I am working on multiple machine-readable schema like the use case schema that will help me better provide ways that API product managers will be able to use to configure APIs across the API lifecycle—helping business stakeholders better govern (guide) teams who are producing APIs.
Reading
I am adding a new section this week to showcase what I am reading. I will be using secret management and rotation using AWS Key Management Services (KMS), and how often should you automatically check your site and configure heartbeat and synthetics checks for your API to craft some new API guidance for key management and API monitoring. My friend Adam shared an excellent walk through on rapid prototyping a lightbulb API — a very “illuminating” story. And I continue with my never ending API versioning education with Darko’s Thoughts on dealing with API versioning. I’ll be slowly working in other interesting reads from my week, but don’t expect that I’ll ever get back to the levels I was curating things in v1.0 of this newsletter.
Doing the Work
There is so much work to be done in governing HTTP APIs. My policy, rules, and guidance for the naming of your APIs is just one of 75 policies that are associated with the 415 rules I have in my baseline API governance definition—this means that I have 74 more posts ahead of me. ;-)
I love this work, yet I am afraid that many others don’t.

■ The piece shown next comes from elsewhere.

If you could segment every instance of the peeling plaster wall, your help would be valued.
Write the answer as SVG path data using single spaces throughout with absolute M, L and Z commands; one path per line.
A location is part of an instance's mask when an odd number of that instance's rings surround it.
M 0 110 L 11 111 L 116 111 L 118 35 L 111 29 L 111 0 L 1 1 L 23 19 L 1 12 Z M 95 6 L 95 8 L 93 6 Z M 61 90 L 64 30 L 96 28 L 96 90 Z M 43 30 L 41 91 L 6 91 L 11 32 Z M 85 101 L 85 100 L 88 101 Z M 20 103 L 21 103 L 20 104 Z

I think this is why AI is so compelling, and while there will be many aspects of API operations we will be able to be automated using AI, it will still require domain and API strategy, policy, rule, and lifecycle level expertise. One AI footnote from this week is that I see that ChatGPT is getting better at producing accurate OpenAPIs from a copy / paste of the documentation for any single API I am profiling—I will run more tests to verify this in coming weeks.
I am confident that the API Evangelist approach to API governance (guidance) will help make it easier to govern how we produce and consume APIs, but also iterate upon and evolve the API strategy, policies, and rules that define our API operations. It will be January before I get all the work done that I need to demonstrate this, but will keep carving off simple stories to help keep sharing what is going on behind the scenes, but also help me find my way forward to something valuable to my audience and customers.